Abre la puerta y saca la cabeza al corredor. En efecto, sus sospechas se ven confirmadas. Una alfombra de xíbits se extiende por el pasillo y se pierde escaleras abajo. Muchos de ellos todavía saltan a la altura de la ventana para verla dentro del aula. Pero al abrir la puerta, todos se dan la vuelta, la ven y, contentos como unas pascuas, le saltan encima y la obligan a meterse de nuevo en el aula, arrastrada por aquel alud amarillentoanaranjado que invade sin manías la tarima de la profesora y todos los pupitres; automáticamente, éstos dejan de estar bien colocados y alineados.

Ishtar, atacada literalmente por los xíbits que se le han echado encima con gran alegría, pierde el equilibrio y cae de culo al suelo o, mejor dicho, encima de una superficie blanda, que le frena la caída con suavidad, puesto que el cuerpo del xíbit es blando, suave y muy dúctil, como si se tratara de una pelota antiestrés, que por mucho que la estires o la aplastes, siempre vuelve a su forma original.

Los pequeños kuzubis, que encuentran muy interesante interactuar con esa curiosa fauna desconocida hasta hace un instante, se distraen tocándolos, pulsándolos o lanzándolos en alto para volverlos a coger al vuelo. Y lejos de enfadarse, los xíbits ríen contentos y felices ahora que han encontrado a Ishtar, y juegan satisfechos con los pequeños alumnos. Uno de ellos ha saltado al regazo de la niña, todavía en el suelo.

Xirribiki kuru? —pregunta a la joven reina.

—No sé qué me dices… —responde ella levantando los hombros con cara de circunstancias.

Kulikú! Kulikú! Xirribiku lutrumu nou! —Y de pronto se pone a reír con más fuerza—. Wi, wi, wi, wiiii!

—Y ahora, ¿de qué te ríes, tú? —pregunta divertida Ishtar, y se le escapa también la risa—. ¿No ves que no te entiendo nada de nada?

Pero Ishtar no es la única que, sin entender en absoluto lo que dicen los pequeños personajes, se divierte con ellos. Toda la clase está jugando y pasándoselo pipa. Muchos se han subido a las mesas, se esconden debajo o corren entre los pupitres. Incluso parece que la profesora Uma, a pesar de no cambiar un ápice su inexpresivo rostro, observa a los pequeños con una mirada comprensiva. O al menos eso es lo que percibe Ishtar, gracias a su quinto nivel sensorial.
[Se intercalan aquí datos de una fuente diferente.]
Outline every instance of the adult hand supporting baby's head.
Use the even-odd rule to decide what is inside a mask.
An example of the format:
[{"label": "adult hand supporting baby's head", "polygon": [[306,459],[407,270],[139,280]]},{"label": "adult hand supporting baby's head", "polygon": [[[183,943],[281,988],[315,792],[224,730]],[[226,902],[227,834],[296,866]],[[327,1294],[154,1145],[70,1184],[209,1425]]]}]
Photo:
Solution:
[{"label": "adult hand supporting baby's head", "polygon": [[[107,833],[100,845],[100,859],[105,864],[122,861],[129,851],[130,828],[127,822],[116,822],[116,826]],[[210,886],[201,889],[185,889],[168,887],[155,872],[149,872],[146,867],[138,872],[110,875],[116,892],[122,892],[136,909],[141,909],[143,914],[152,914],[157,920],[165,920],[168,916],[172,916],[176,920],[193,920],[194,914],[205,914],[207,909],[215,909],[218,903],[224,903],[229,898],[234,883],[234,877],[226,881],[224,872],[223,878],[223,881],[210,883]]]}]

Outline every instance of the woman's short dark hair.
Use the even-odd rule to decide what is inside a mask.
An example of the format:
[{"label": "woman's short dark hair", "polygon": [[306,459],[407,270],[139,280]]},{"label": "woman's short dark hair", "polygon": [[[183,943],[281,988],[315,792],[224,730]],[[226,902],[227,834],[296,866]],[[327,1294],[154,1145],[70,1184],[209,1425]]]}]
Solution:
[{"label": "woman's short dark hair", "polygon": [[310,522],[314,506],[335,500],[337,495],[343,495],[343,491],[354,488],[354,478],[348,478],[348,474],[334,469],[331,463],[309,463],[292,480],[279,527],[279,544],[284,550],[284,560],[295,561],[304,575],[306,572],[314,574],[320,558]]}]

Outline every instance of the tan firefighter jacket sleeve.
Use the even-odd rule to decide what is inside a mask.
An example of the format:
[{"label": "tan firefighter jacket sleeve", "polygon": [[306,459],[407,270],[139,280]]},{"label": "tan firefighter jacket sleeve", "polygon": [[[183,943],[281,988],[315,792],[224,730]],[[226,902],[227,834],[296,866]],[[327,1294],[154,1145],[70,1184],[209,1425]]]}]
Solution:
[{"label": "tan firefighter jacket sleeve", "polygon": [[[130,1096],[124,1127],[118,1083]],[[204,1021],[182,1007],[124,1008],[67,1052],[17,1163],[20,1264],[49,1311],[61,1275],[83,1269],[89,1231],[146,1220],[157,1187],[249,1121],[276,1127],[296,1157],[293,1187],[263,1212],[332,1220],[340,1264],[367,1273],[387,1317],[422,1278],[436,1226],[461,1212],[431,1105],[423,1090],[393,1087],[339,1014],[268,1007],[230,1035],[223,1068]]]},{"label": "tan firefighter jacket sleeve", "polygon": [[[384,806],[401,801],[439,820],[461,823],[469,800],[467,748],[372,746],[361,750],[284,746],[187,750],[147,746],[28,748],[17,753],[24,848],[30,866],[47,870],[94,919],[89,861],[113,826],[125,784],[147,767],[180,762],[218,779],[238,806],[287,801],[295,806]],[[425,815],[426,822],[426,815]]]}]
—¿Qué? —le dice a la profesora—. Esto sí que es una clase de párvulos como debe ser, ¿eh? Y no me diga que no está disfrutando, que lo percibo, ¿eh?

Entonces, como si quisieran poner fin a esta curiosa jornada, los xíbits, sin decirse nada unos a otros y cada uno desde la posición en que se hallan, se ponen a silbar una especie de sonido grave y tranquilizador mientras se columpian de izquierda a derecha.

Uooooouuum!! Uooooouuum! Mmmmmm! —Como si constituyeran la mejor coral sinfónica, todos entonan una especie de agradable y placentera balada tan pegadiza que, tras algunas estrofas, tanto Ishtar como los pequeños kuzubis se apuntan a cantar también.

Y en pleno éxtasis melódico colectivo, el director de la escuela, Satam, llega a tiempo de ver cómo sus impecables y modélicos alumnos del nivel básico de teoría kuzubi, desperdigados por todos los rincones del aula, se balancean suavemente de derecha a izquierda entonando una lenta armonía con más de tres mil xíbits y una ziti.